I created a draft PR upstream with the tests we are doing here: https://github.com/smallrye/smallrye-reactive-messaging/pull/3208
Please check the latest change. I think it does fix the issue you are having.
Definitely something with that merge - but not what I thought. Just tested your new code and it has similar/different behavior. I increased merge to 512 and emit 500 elements - it completes first time and ACKS all and last one OK. But then I waited few minutes and emitted 500 more elements, it got stuck after 12 - this time it actually ACKS those but doesn't consume anymore and just gets stuck/lags (kafka lag). So there are more elements in kafka waiting for processing but it doesnt't pull new in. I will paste here also my full code - maybe my code creates this behavior?
@ApplicationScoped
public class DemoProcessor {
@Inject
MyEntityRepository myEntityRepository;
@io.smallrye.reactive.messaging.annotations.Blocking(ordered = false, value = "my-pool")
@Incoming("some-topic")
public Uni<Void> sink(String word, IncomingKafkaRecordMetadata<String, String> metadata) {
Log.info("Received user: " + word);
return myEntityRepository.upsertCurrentProducer("Asd", "sdf", word).onTermination().invoke(() -> System.out.println("Done with " + word));
}
}
@ApplicationScoped
public class MyEntityRepository implements PanacheRepository<MyEntity> {
private final Mutiny.SessionFactory sessionFactory;
private final Vertx vertx;
public MyEntityRepository(Mutiny.SessionFactory sessionFactory, Vertx vertx) {
this.sessionFactory = sessionFactory;
this.vertx = vertx;
}
public Uni<Void> upsertCurrentProducer(
String x, String y, String producer) {
return runOnEventLoop(
() -> upsertCurrentProducerInternal(x, y, producer));
}
Uni<Void> upsertCurrentProducerInternal(
String x, String y, String producer) {
String sql =
"INSERT INTO MyEntity (id, field)\n" +
"SELECT 1 AS id, '"+producer+"' AS field\n" +
"FROM DUAL\n" +
"WHERE SLEEP(5) = 0\n" +
"ON DUPLICATE KEY UPDATE field = 'fff';";
return sessionFactory.withTransaction(
(session, tx) ->
session
.createNativeQuery(sql)
.executeUpdate()
.replaceWithVoid());
}
private <T> Uni<T> runOnEventLoop(Supplier<Uni<T>> supplier) {
return Uni.createFrom()
.emitter(
emitter -> {
Context context = VertxContext.getOrCreateDuplicatedContext(vertx);
VertxContextSafetyToggle.setContextSafe(context, true);
context.runOnContext(
v -> {
try {
supplier.get().subscribe().with(emitter::complete, emitter::fail);
} catch (Exception ex) {
emitter.fail(ex);
}
});
});
}
}
Why do you run your processing on the event loop?

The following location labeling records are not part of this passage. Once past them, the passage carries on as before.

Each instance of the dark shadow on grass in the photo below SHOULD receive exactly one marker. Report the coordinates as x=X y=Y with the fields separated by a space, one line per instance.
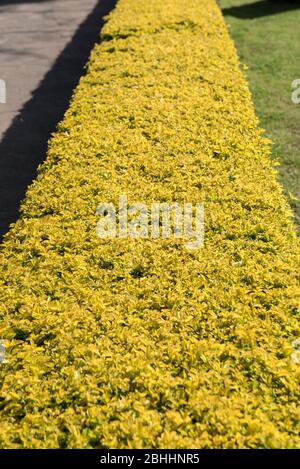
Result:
x=24 y=144
x=261 y=8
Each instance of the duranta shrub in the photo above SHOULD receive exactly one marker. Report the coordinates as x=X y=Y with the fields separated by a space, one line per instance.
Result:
x=142 y=343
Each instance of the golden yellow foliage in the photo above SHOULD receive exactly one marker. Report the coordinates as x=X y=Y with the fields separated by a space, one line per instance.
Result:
x=195 y=351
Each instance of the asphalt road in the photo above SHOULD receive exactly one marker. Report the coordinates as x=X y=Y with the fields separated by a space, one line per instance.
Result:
x=44 y=45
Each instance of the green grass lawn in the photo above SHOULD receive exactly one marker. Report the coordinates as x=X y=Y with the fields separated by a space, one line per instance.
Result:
x=267 y=36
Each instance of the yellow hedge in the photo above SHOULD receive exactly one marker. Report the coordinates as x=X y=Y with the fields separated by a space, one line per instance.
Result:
x=195 y=350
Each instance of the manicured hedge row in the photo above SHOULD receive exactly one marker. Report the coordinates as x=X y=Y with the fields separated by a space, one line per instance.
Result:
x=144 y=343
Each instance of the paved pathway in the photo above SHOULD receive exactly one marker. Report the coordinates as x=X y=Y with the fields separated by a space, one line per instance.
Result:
x=44 y=45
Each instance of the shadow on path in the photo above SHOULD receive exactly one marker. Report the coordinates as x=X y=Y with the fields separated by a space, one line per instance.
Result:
x=24 y=144
x=261 y=8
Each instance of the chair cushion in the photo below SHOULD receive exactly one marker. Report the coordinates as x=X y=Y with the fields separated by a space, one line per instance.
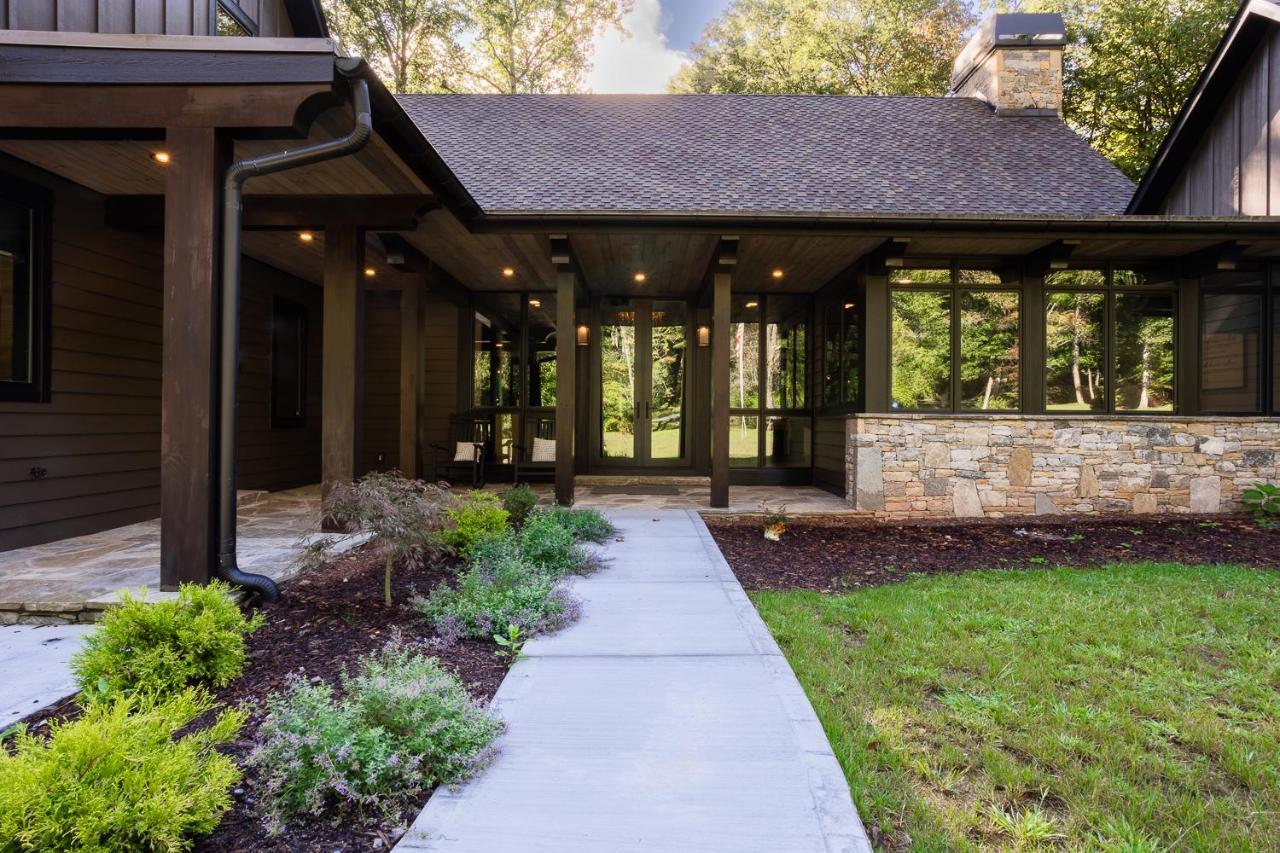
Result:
x=544 y=450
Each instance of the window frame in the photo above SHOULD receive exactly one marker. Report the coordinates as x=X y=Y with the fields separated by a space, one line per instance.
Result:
x=298 y=311
x=39 y=201
x=955 y=288
x=1109 y=290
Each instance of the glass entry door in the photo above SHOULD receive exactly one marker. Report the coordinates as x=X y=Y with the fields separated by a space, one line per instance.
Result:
x=644 y=346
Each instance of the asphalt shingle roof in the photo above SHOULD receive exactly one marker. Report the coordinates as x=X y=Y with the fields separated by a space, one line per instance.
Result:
x=763 y=154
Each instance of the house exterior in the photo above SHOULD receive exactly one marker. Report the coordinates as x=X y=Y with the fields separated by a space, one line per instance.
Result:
x=942 y=306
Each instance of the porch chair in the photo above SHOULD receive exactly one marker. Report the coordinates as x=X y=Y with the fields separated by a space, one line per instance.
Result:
x=535 y=455
x=465 y=457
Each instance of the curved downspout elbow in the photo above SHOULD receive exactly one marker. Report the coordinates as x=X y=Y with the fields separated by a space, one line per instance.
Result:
x=237 y=174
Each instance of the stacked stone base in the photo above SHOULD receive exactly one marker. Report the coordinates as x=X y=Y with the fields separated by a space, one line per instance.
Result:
x=913 y=466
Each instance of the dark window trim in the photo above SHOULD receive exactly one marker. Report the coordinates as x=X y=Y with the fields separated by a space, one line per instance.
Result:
x=282 y=305
x=40 y=201
x=238 y=16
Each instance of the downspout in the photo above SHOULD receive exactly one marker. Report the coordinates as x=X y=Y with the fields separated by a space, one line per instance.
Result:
x=233 y=188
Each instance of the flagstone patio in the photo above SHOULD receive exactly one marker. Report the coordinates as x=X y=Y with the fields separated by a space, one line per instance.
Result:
x=74 y=580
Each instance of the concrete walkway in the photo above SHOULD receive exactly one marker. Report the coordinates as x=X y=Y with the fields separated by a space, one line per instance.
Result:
x=666 y=720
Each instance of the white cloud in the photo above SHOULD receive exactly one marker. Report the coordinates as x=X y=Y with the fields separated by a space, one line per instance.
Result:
x=636 y=62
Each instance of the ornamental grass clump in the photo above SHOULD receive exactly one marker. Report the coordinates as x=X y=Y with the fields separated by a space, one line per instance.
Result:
x=405 y=518
x=163 y=647
x=119 y=778
x=401 y=726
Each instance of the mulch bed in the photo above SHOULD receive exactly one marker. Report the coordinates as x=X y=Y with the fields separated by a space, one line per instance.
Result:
x=836 y=555
x=325 y=620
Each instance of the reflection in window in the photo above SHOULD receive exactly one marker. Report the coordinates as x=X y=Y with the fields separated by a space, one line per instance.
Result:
x=1230 y=357
x=542 y=350
x=785 y=351
x=1144 y=351
x=288 y=363
x=922 y=349
x=990 y=351
x=787 y=442
x=744 y=441
x=744 y=365
x=1074 y=347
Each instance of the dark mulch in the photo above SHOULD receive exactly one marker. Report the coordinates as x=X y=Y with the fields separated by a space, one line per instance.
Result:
x=327 y=619
x=841 y=553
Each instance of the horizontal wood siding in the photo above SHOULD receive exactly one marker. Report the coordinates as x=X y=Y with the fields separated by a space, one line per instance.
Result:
x=382 y=381
x=439 y=354
x=828 y=455
x=90 y=459
x=144 y=17
x=275 y=457
x=1235 y=169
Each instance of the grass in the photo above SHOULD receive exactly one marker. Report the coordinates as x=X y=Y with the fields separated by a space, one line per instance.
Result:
x=1123 y=708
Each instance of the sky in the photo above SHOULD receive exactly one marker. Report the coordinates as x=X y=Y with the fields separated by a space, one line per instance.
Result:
x=659 y=33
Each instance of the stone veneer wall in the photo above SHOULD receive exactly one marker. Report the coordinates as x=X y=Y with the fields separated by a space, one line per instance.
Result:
x=996 y=465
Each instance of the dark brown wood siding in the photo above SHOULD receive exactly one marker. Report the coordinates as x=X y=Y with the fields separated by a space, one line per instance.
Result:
x=144 y=17
x=275 y=457
x=1237 y=167
x=439 y=377
x=90 y=459
x=828 y=455
x=382 y=381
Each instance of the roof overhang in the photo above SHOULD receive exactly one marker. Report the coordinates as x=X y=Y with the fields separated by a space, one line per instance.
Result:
x=1243 y=35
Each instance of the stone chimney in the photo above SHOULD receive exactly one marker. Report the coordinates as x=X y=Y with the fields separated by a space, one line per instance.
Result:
x=1014 y=63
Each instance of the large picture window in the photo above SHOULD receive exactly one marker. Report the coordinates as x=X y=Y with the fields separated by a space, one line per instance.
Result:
x=768 y=382
x=23 y=293
x=956 y=338
x=1109 y=340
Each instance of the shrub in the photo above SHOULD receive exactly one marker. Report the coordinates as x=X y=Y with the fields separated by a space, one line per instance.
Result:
x=118 y=778
x=586 y=525
x=519 y=502
x=1264 y=502
x=497 y=589
x=402 y=515
x=161 y=647
x=475 y=516
x=403 y=725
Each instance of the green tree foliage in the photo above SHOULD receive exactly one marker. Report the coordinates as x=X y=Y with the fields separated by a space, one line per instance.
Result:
x=506 y=46
x=828 y=48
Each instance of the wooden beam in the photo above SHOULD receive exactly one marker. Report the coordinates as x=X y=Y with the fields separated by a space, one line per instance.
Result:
x=342 y=393
x=721 y=290
x=410 y=379
x=187 y=384
x=104 y=108
x=566 y=373
x=287 y=213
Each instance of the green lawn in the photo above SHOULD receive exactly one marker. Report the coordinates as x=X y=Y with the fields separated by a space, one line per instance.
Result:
x=1124 y=708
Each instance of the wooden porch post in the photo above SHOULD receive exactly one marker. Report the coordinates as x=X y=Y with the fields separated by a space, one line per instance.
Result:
x=342 y=392
x=188 y=534
x=566 y=373
x=721 y=284
x=410 y=383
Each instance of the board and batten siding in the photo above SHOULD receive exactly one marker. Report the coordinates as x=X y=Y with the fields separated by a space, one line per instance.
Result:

@ozangunalp otherwise I get this:
2025-10-30 17:54:57,700 WARN [io.sma.rea.mes.kafka] (vert.x-eventloop-thread-3) SRMSG18228: A failure has been reported for Kafka topics '[some]': java.lang.IllegalStateException: HR000068: This method should exclusively be invoked from a Vert.x EventLoop thread; currently running on thread 'my-pool-2'
Is there some other way to mitigate this exception? Also, do you think this is the reason for the hanging of the processing?
Is there some other way to mitigate this exception? Also, do you think this is the reason for the hanging of the processing?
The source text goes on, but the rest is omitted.